One important difference between the above SIT studies is the glaucoma type, open angle vs. closed angle over 180° in ours. The patients enrolled in our study suffered with both refractory acute PAC and coexisting cataract. We compared small-incision phacotrabeculectomy with phacoemulsification in treating the two problems. Based on the patients’ preoperative status and eye characteristics, we also revised the procedure in order to achieve the best outcome, including the width of the peritomy, flap size, suture method and etc. The BCVA of most patients was improved in phacotrab group (75 %) and phaco group (80 %). The surgical success rate was 83.33 % in phacotrab group and 72 % in phaco group respectively. The difference in mean IOP at 12 months between the two groups appeared marginal. A longer follow-up would be useful to confirm whether small-incision phacotrab is more effective in IOP control.

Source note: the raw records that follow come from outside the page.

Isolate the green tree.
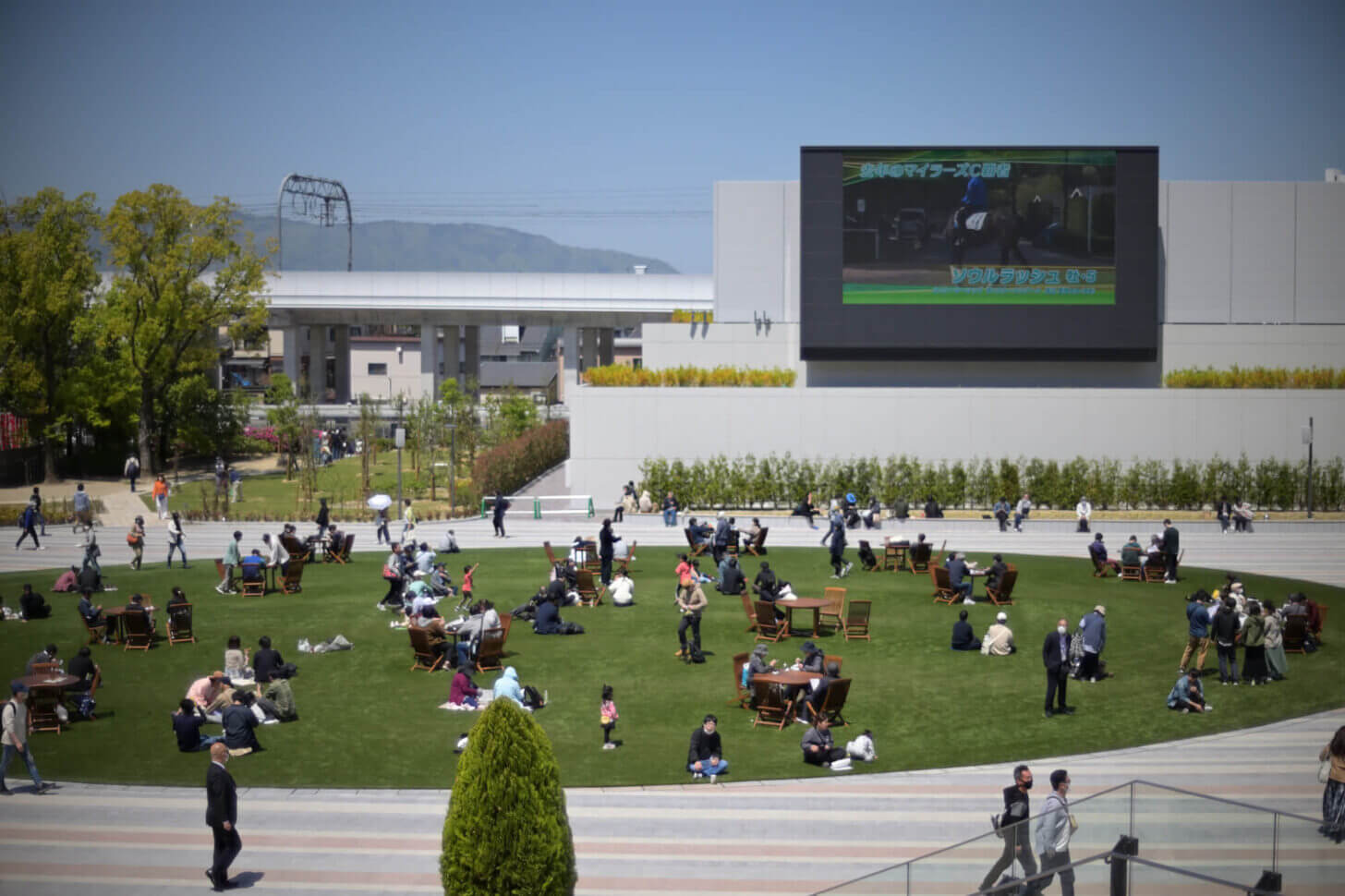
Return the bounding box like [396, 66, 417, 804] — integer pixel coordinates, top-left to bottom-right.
[439, 699, 578, 896]
[98, 185, 266, 469]
[0, 187, 106, 481]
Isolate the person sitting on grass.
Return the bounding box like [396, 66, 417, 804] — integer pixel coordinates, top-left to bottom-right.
[1168, 669, 1215, 713]
[799, 716, 850, 771]
[172, 699, 224, 754]
[952, 610, 980, 649]
[448, 662, 481, 709]
[18, 584, 51, 620]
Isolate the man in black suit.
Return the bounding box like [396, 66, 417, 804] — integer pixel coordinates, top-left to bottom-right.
[206, 743, 244, 893]
[1163, 519, 1178, 586]
[1029, 619, 1074, 720]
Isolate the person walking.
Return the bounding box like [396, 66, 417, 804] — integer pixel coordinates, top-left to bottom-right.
[1030, 769, 1074, 896]
[14, 503, 42, 551]
[151, 474, 168, 519]
[976, 766, 1037, 890]
[1323, 725, 1345, 843]
[1038, 619, 1074, 720]
[0, 681, 55, 796]
[206, 743, 244, 893]
[168, 513, 187, 569]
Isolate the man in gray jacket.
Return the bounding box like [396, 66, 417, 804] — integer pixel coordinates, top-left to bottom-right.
[1033, 769, 1074, 896]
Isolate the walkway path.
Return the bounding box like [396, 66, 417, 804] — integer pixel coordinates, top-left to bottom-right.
[0, 710, 1345, 896]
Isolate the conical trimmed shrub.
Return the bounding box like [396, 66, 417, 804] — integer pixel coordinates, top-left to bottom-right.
[439, 699, 577, 896]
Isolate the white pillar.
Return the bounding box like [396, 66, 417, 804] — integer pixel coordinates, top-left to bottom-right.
[308, 324, 327, 402]
[421, 323, 439, 397]
[280, 324, 303, 390]
[333, 324, 352, 404]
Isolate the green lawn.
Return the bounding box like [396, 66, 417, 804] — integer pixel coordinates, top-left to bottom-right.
[0, 548, 1345, 787]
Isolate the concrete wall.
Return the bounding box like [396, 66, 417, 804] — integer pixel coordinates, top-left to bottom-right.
[569, 386, 1345, 496]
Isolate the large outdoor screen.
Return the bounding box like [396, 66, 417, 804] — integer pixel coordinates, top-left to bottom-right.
[800, 147, 1158, 360]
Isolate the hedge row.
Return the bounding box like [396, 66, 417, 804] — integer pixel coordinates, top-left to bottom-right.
[1163, 365, 1345, 389]
[640, 454, 1345, 510]
[584, 365, 797, 389]
[472, 419, 570, 495]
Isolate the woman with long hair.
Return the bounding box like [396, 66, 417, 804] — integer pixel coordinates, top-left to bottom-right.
[1316, 725, 1345, 843]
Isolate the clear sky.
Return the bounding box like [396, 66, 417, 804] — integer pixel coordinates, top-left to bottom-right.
[0, 0, 1345, 273]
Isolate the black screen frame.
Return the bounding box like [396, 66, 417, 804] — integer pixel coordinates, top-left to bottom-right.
[799, 145, 1159, 360]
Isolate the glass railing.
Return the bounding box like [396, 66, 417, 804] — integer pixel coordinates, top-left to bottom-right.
[822, 781, 1345, 896]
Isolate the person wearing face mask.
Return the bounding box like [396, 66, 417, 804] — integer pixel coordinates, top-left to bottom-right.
[1041, 619, 1074, 719]
[976, 766, 1037, 890]
[1033, 769, 1074, 896]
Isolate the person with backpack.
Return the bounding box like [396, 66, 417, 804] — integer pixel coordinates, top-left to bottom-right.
[673, 583, 710, 662]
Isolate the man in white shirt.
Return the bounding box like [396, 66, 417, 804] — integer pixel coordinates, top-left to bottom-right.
[1074, 496, 1092, 531]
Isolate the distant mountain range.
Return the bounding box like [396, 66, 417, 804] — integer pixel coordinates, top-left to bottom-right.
[235, 215, 676, 273]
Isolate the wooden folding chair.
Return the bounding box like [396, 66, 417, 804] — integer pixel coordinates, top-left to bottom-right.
[738, 590, 756, 631]
[753, 600, 790, 645]
[121, 612, 154, 652]
[168, 604, 197, 648]
[280, 557, 304, 595]
[575, 569, 602, 607]
[818, 587, 846, 633]
[76, 610, 107, 645]
[929, 563, 958, 604]
[29, 687, 61, 734]
[406, 625, 443, 672]
[986, 563, 1018, 607]
[729, 654, 752, 709]
[752, 681, 794, 731]
[842, 600, 873, 640]
[818, 678, 850, 728]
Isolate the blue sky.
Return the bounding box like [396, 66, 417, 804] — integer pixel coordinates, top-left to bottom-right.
[0, 0, 1345, 273]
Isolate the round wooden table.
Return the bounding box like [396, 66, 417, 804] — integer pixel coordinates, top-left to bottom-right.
[775, 598, 827, 637]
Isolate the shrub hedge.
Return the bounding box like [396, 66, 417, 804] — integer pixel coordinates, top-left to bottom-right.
[472, 419, 570, 495]
[584, 365, 797, 389]
[640, 454, 1345, 510]
[1163, 365, 1345, 389]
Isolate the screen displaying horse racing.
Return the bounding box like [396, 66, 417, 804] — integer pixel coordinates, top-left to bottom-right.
[841, 150, 1116, 306]
[799, 144, 1159, 360]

Merits of small-incision phacotrabeculectomy for refractive acute PAC with cataract include: less postoperative inflammatory reaction as phaco, better IOP control in the long term, less possibility of IOP lowing medication and progression to glaucoma. In addition, combined phacotrabeculectomy may help elderly patients with less psychological and financial burden. Any operative option should base on the specific condition of ocular diseases and the premise of no violation of evidence-based medicine, taking the most advantageous way for patients. In patients with medically uncontrolled glaucoma and cataract, the options are to perform trabeculectomy first then phacoemulsification, phacoemulsification first and then trabeculectomy, or phacotrabeculectomy . The surgical indications of combined phacotrabeculectomy should be reserved for any one of the following conditions: refractory to drug or laser treatment with high IOP, attack history or moderate to severe optic nerve damage, tendency to malignant glaucoma, requirement of vision improvement, no chance to have 2 separate surgeries due to ocular or systemic conditions, and poor adherence or inconvenience of follow-up, etc. Small-incision phacotrabeculectomy may offer clinical and technical advantages over the standard combined operations where conventional treatment fails.
This study may not have sufficient follow-up duration and sample size to look at other parameters, such as additional IOP lowing medication and glaucomatous progression. Multicenter randomized controlled clinical trials are required to confirm these observations.